When Andy G. came to Prospect House, his only asset was a rap sheet about as long as his arm. After he underwent treatment at Prospect House, he stayed on, in Three Quarter Status, finished a GED, and began college. In his Junior year, he moved out and lived in a Clifton apartment as he went about studying for his degree. He stayed close to the House, and when he graduated, his parents threw him a nice party at Prospect House, where the men celebrated with him, and watched the TV coverage of the graduation, a Channel 19 special feature on Andy as a success story.
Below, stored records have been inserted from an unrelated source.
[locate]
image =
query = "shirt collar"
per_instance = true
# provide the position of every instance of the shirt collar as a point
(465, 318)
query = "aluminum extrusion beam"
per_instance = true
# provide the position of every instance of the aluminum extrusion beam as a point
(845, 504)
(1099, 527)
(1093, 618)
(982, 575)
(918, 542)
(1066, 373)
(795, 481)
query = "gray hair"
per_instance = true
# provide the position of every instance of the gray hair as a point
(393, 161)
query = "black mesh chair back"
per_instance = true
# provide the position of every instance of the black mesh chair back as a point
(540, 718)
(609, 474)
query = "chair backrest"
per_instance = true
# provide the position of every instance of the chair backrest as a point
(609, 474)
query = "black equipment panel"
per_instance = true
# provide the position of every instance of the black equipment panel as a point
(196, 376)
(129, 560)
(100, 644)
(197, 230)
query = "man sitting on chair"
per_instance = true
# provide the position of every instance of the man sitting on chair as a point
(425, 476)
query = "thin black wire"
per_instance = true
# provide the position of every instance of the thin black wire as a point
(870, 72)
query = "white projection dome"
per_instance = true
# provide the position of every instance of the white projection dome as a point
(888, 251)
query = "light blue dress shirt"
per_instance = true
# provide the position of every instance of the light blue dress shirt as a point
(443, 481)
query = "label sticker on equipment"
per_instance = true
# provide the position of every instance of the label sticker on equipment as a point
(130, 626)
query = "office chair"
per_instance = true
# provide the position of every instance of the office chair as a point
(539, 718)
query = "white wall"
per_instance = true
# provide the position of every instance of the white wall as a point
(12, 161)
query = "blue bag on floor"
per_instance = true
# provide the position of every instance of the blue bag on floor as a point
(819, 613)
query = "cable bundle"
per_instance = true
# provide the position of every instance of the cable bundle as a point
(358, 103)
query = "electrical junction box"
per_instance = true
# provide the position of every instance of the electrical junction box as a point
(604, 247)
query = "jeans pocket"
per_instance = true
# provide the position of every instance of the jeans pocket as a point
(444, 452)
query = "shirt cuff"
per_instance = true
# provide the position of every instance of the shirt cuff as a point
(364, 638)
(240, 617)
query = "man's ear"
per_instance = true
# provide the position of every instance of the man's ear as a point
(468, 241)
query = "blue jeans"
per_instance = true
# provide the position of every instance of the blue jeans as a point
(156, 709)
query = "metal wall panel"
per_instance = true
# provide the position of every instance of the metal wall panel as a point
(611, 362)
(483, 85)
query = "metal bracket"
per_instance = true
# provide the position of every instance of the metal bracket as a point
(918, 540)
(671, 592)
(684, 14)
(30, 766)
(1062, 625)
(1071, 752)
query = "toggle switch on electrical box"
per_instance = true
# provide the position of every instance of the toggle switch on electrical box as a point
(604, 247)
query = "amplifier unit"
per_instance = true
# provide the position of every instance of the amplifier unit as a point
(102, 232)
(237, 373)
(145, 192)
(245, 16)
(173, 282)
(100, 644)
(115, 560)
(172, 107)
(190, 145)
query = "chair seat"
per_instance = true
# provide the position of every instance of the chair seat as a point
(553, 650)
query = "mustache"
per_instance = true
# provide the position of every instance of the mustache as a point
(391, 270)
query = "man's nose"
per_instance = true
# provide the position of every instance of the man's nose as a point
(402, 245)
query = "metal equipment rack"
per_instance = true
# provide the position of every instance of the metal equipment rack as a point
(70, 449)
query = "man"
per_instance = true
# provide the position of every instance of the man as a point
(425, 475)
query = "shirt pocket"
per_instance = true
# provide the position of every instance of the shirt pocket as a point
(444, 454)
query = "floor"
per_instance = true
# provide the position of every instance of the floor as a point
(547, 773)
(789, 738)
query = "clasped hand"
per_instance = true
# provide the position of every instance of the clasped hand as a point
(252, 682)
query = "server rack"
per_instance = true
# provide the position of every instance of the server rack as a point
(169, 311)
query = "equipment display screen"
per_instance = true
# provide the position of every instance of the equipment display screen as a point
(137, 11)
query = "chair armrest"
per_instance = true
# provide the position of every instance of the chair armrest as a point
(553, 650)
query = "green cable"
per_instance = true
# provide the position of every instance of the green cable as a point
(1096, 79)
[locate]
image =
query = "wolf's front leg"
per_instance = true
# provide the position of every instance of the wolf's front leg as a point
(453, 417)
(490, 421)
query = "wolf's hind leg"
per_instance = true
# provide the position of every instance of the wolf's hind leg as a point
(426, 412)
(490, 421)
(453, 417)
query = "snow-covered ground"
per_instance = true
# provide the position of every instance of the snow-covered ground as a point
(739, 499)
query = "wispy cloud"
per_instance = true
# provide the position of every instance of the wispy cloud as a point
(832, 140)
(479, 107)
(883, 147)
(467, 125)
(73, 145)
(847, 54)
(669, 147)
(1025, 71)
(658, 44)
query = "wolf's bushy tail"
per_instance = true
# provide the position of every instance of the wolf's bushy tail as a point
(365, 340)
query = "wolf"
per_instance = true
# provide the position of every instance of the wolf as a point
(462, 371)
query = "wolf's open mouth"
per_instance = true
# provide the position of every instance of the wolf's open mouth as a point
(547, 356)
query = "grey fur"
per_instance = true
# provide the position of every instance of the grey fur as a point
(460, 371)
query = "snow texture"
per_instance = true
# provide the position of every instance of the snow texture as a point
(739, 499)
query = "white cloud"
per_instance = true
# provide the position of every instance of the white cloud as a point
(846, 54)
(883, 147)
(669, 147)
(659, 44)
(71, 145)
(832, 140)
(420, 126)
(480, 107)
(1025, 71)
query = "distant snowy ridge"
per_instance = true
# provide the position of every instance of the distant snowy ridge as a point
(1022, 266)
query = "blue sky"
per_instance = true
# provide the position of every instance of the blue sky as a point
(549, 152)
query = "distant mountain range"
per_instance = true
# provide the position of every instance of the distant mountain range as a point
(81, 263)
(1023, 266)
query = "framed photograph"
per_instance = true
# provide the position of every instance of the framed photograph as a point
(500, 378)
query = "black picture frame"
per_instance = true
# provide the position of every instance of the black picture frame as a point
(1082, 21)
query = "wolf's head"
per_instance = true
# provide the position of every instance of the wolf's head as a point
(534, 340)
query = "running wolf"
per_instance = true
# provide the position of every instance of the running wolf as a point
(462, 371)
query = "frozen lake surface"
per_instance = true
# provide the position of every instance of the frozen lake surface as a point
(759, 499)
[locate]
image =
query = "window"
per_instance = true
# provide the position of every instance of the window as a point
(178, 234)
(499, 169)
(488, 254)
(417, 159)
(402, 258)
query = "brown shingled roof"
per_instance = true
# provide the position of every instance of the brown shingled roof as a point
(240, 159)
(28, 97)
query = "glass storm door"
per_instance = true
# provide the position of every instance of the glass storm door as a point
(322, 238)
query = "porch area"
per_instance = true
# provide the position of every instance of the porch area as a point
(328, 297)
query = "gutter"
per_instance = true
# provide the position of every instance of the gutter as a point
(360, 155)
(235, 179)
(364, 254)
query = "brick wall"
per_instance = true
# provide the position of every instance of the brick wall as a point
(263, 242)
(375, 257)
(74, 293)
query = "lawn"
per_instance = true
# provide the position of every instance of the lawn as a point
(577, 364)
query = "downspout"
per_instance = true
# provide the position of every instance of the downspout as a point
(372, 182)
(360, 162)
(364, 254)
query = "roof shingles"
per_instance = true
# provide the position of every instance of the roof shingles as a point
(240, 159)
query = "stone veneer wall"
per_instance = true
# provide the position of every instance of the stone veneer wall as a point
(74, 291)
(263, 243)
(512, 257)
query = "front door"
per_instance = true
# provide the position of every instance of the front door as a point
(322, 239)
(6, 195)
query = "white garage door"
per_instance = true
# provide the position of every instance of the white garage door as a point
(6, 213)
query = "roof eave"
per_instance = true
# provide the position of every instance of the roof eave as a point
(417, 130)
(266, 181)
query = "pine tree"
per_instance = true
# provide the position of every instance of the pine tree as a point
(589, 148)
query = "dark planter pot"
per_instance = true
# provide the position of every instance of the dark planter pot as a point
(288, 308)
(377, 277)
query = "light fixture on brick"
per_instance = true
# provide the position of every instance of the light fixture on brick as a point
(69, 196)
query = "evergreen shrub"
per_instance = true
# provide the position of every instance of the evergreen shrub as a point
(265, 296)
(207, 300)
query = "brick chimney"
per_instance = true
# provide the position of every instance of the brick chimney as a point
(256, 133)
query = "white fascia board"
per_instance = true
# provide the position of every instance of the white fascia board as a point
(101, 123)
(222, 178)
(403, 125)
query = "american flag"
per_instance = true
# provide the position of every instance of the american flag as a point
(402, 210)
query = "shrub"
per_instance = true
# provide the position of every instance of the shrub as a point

He was the only graduate that day with his own TV crew! After graduating, Andy began work as an educator for various local social service agencies, including AVOC, now called Stop AIDS, where he did very successful outreach work calling on his music knowledge, street smarts and DJ skills. He very generously volunteered his time and energy and skills to Prospect House over abut a 15 year period, doing many dozens of our events in that time, including all but the last two of our huge Prospect House June Picnics. He now runs his own business, remains in good recovery, sponsoring others and continuing the outreach his sunny disposition impels him toward.
In the 1970’s, Dick V. entered in October of 1971. He maintained unbroken sobriety from his treatment here until his death in 2008. He married a professional counselor Sue R., who has provided volunteer tax preparation help to our residents over the years. Dick organized and led a very useful AA meeting at the Mt. Airy Men’s Shelter for at least 20 years, and many men date their awareness of this disease to that meeting. Dick died a much honored and much loved man.
When Vince S. came to us in November of 1975, he was so physically ill that when he got here we had to send him straight to the VA hospital (he was a Marine Veteran of the Korean War) where he spent a month before returning to begin treatment. He maintained continuous sobriety until he died in 2008. He had a good head for business and became a highly skilled, well-organized administrator. He worked for us for awhile, post-treatment, and then went on to be the director of the first CareUnit Hospital on Queen City Avenue, moving up the corporate ladder to the high point of being in charge of all the Care Units west of the Mississippi. When the CareUnits declined, Vince came back to where he had been imprinted with recovery, to Greater Cincinnati, despite being a real Boston Irish guy. He ran the S.O.S. House in Hamilton until 2004, and helped hundreds of people get in to real recovery. He was a powerful advocate for the treatment of alcoholics, and he was well-loved and much missed.